Redstone computers have been part of the culture almost since the ore first glittered. Early on, players built ALUs and memory out of torches and dust—Wired covered a 16-bit arithmetic unit back in 2010. Communities like Open Redstone Engineers turned this tinkering into curricula. And the projects kept escalating: sammyuri’s CHUNGUS II brought “Minecraft in Minecraft,” while other builders got DOOM running on in-game CPUs like IRIS. CraftGPT is the natural, slightly deranged next chapter: “okay, now do an LLM.” 

“When will the LLM Turing machine arrive?”
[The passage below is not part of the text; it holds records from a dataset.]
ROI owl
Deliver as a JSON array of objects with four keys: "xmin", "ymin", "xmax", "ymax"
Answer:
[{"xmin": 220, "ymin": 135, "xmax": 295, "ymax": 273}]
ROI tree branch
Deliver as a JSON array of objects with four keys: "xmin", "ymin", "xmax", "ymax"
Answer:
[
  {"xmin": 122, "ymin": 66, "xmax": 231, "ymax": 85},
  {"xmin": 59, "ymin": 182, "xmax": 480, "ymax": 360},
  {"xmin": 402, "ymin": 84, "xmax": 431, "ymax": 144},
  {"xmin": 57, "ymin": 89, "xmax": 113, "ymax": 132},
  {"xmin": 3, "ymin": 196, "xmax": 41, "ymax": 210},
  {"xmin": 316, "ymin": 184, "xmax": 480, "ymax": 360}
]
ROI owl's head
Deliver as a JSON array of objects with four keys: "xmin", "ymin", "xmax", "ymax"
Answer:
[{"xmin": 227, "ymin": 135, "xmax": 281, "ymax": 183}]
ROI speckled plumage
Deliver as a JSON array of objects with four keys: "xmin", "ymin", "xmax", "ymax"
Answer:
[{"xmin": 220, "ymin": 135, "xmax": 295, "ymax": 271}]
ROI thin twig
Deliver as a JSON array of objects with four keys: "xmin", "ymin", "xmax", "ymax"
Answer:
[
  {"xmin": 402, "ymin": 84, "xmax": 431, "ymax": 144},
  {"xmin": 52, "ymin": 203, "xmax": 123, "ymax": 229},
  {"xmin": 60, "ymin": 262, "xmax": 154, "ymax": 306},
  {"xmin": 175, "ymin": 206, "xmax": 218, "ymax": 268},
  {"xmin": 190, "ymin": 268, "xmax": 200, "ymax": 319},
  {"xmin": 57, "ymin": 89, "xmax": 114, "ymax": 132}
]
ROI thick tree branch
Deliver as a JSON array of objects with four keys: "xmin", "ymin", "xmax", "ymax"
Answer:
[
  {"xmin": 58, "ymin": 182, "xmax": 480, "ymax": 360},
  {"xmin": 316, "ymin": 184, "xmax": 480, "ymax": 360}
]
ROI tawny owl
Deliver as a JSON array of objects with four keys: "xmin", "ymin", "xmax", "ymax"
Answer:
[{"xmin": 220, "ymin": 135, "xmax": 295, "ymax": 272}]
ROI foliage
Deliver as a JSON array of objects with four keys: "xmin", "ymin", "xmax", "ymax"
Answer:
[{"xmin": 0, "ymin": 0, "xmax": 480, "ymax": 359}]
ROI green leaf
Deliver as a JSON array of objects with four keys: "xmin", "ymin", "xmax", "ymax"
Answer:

If by that you mean “when will a language model be a general computer?” then the honest answer is: it depends on your definitions and your patience.

  • Minecraft Redstone is widely regarded as Turing-complete—you can, in principle, build machines that compute anything computable. (You’ll run out of time and chunks first.) 
  • Neural networks: classical results show certain recurrent neural nets are Turing-complete under idealized conditions (unbounded precision/time). Whether transformers meet the bar depends on assumptions: some proofs achieve completeness with tweaks (hard attention, unbounded context, or other idealizations), while other work argues vanilla, fixed-precision transformers are not Turing-complete. The debate is lively and technical. 
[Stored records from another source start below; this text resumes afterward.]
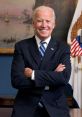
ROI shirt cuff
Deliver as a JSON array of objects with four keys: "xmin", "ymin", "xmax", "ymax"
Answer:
[{"xmin": 31, "ymin": 70, "xmax": 35, "ymax": 80}]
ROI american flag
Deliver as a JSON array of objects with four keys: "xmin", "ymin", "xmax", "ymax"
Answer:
[{"xmin": 70, "ymin": 36, "xmax": 82, "ymax": 57}]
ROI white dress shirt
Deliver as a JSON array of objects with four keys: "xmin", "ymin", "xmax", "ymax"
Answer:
[{"xmin": 31, "ymin": 36, "xmax": 51, "ymax": 80}]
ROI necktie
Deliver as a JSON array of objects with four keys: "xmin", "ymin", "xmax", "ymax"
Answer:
[{"xmin": 39, "ymin": 41, "xmax": 46, "ymax": 57}]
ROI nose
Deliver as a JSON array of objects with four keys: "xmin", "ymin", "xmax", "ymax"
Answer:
[{"xmin": 42, "ymin": 20, "xmax": 47, "ymax": 27}]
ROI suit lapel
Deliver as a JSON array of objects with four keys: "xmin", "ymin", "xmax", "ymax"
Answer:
[
  {"xmin": 29, "ymin": 37, "xmax": 41, "ymax": 65},
  {"xmin": 40, "ymin": 39, "xmax": 57, "ymax": 68}
]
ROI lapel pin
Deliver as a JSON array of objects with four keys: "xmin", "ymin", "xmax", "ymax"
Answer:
[{"xmin": 51, "ymin": 48, "xmax": 54, "ymax": 51}]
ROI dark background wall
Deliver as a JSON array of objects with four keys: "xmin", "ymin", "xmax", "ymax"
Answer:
[
  {"xmin": 0, "ymin": 0, "xmax": 77, "ymax": 97},
  {"xmin": 0, "ymin": 55, "xmax": 16, "ymax": 97}
]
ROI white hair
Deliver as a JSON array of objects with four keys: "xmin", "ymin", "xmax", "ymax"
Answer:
[{"xmin": 32, "ymin": 6, "xmax": 56, "ymax": 20}]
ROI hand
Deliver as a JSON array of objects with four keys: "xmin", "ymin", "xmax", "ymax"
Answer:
[
  {"xmin": 24, "ymin": 67, "xmax": 32, "ymax": 78},
  {"xmin": 55, "ymin": 64, "xmax": 66, "ymax": 72}
]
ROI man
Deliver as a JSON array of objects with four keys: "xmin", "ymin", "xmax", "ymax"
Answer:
[{"xmin": 11, "ymin": 6, "xmax": 71, "ymax": 117}]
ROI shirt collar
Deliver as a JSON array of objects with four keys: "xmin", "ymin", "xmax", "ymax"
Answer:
[{"xmin": 35, "ymin": 36, "xmax": 51, "ymax": 47}]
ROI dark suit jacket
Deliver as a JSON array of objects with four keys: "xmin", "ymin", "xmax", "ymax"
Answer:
[{"xmin": 11, "ymin": 37, "xmax": 71, "ymax": 117}]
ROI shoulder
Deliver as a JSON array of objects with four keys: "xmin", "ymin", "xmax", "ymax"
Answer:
[
  {"xmin": 57, "ymin": 40, "xmax": 70, "ymax": 51},
  {"xmin": 15, "ymin": 37, "xmax": 34, "ymax": 46}
]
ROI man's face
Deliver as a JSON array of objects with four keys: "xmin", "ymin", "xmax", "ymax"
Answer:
[{"xmin": 33, "ymin": 10, "xmax": 55, "ymax": 40}]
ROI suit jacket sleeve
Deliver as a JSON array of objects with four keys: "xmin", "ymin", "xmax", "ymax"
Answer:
[
  {"xmin": 35, "ymin": 46, "xmax": 71, "ymax": 86},
  {"xmin": 11, "ymin": 44, "xmax": 34, "ymax": 89}
]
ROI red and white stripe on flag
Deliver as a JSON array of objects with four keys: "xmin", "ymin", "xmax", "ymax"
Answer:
[{"xmin": 70, "ymin": 38, "xmax": 82, "ymax": 57}]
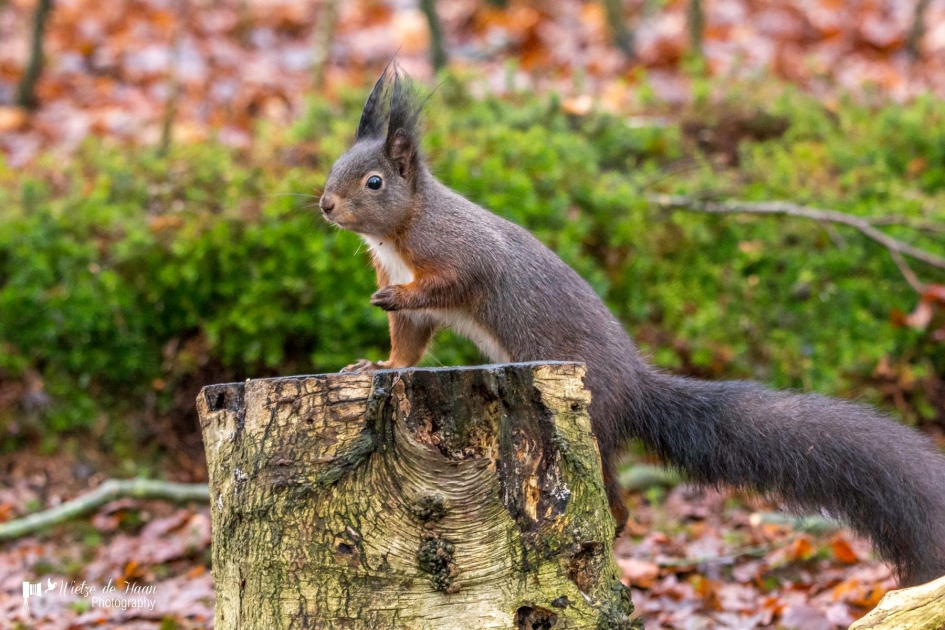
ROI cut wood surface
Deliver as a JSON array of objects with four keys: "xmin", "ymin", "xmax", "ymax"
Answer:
[
  {"xmin": 850, "ymin": 576, "xmax": 945, "ymax": 630},
  {"xmin": 198, "ymin": 363, "xmax": 636, "ymax": 630}
]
So the “LLM Turing machine” is both here and not here: theoretically close under certain formalisms, practically bounded by precision, context, and compute. CraftGPT dramatizes those bounds in the most literal way possible—by making you walk past them at block scale. 
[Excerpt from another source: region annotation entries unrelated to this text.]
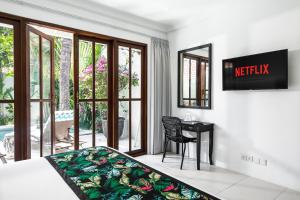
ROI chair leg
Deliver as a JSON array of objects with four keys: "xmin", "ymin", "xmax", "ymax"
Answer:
[
  {"xmin": 161, "ymin": 139, "xmax": 169, "ymax": 162},
  {"xmin": 180, "ymin": 143, "xmax": 186, "ymax": 169}
]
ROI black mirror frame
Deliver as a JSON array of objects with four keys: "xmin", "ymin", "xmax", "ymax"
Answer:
[{"xmin": 177, "ymin": 43, "xmax": 212, "ymax": 110}]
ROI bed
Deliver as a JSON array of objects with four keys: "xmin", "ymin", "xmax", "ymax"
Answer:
[{"xmin": 0, "ymin": 146, "xmax": 218, "ymax": 200}]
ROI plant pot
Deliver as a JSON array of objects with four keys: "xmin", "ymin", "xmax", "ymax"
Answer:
[{"xmin": 102, "ymin": 117, "xmax": 126, "ymax": 138}]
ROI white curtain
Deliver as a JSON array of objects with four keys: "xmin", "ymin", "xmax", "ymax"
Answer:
[{"xmin": 148, "ymin": 38, "xmax": 172, "ymax": 154}]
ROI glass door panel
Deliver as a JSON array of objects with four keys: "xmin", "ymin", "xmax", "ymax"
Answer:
[
  {"xmin": 75, "ymin": 39, "xmax": 111, "ymax": 148},
  {"xmin": 118, "ymin": 45, "xmax": 143, "ymax": 153},
  {"xmin": 0, "ymin": 21, "xmax": 16, "ymax": 162},
  {"xmin": 27, "ymin": 26, "xmax": 55, "ymax": 157}
]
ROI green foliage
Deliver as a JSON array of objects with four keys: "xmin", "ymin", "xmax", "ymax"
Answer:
[
  {"xmin": 47, "ymin": 147, "xmax": 206, "ymax": 200},
  {"xmin": 0, "ymin": 26, "xmax": 14, "ymax": 125}
]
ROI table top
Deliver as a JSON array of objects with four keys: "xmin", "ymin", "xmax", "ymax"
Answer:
[{"xmin": 181, "ymin": 120, "xmax": 213, "ymax": 125}]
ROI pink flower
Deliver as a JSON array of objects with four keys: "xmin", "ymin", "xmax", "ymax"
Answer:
[
  {"xmin": 141, "ymin": 185, "xmax": 152, "ymax": 191},
  {"xmin": 96, "ymin": 56, "xmax": 106, "ymax": 72},
  {"xmin": 99, "ymin": 158, "xmax": 107, "ymax": 165},
  {"xmin": 144, "ymin": 167, "xmax": 150, "ymax": 173},
  {"xmin": 163, "ymin": 184, "xmax": 174, "ymax": 192},
  {"xmin": 83, "ymin": 65, "xmax": 93, "ymax": 74}
]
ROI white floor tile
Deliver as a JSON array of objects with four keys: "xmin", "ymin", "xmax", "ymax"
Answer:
[
  {"xmin": 276, "ymin": 190, "xmax": 300, "ymax": 200},
  {"xmin": 136, "ymin": 153, "xmax": 300, "ymax": 200},
  {"xmin": 219, "ymin": 177, "xmax": 284, "ymax": 200}
]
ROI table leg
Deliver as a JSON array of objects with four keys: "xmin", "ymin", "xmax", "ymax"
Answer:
[
  {"xmin": 197, "ymin": 132, "xmax": 201, "ymax": 170},
  {"xmin": 209, "ymin": 130, "xmax": 214, "ymax": 165}
]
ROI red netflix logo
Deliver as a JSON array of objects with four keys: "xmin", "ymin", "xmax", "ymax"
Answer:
[{"xmin": 234, "ymin": 64, "xmax": 270, "ymax": 77}]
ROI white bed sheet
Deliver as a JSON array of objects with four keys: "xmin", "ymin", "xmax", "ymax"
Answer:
[{"xmin": 0, "ymin": 158, "xmax": 79, "ymax": 200}]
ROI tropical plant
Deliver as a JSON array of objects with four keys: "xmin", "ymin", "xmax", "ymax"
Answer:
[
  {"xmin": 79, "ymin": 41, "xmax": 139, "ymax": 132},
  {"xmin": 0, "ymin": 26, "xmax": 14, "ymax": 125}
]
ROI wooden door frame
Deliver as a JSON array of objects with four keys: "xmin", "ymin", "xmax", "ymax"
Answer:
[
  {"xmin": 114, "ymin": 40, "xmax": 147, "ymax": 156},
  {"xmin": 0, "ymin": 15, "xmax": 23, "ymax": 161},
  {"xmin": 0, "ymin": 12, "xmax": 148, "ymax": 160},
  {"xmin": 74, "ymin": 34, "xmax": 114, "ymax": 150},
  {"xmin": 26, "ymin": 23, "xmax": 55, "ymax": 158}
]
Why this matters (beyond the spectacle)

  • Interpretability by construction. When a weight is a physical structure, your intuitions sharpen. That doesn’t make modern frontier models simple—but it teaches the right habit: treat the network as a mechanism you can reason about, optimize, and constrain. 
  • Cost and latency are first-class citizens. After two hours per answer, “fast enough” will never sound like fluff in a design review again. 
  • Respect the substrate. GPUs, TPUs, FPGAs—or Redstone—aren’t interchangeable veneers. They shape what’s feasible, cheap, and observable. CraftGPT is a love letter to substrates. 

Closing note

Tom’s Hardware reported the headline facts—parameter counts, size, and the heroic time-to-first-token. Fair enough. But to me, CraftGPT isn’t a stunt so much as a thought experiment with a power cord: a reminder that language models are made of things—counters, adders, encoders—no matter how cleverly we package them. Human ingenuity, it turns out, scales from CUDA kernels to dust lines and torches; what doesn’t scale is our patience for slow clocks. 

Links & resources

PS: If anyone manages to make CraftGPT print its own blueprints faster than it can answer “hello,” buy them lunch.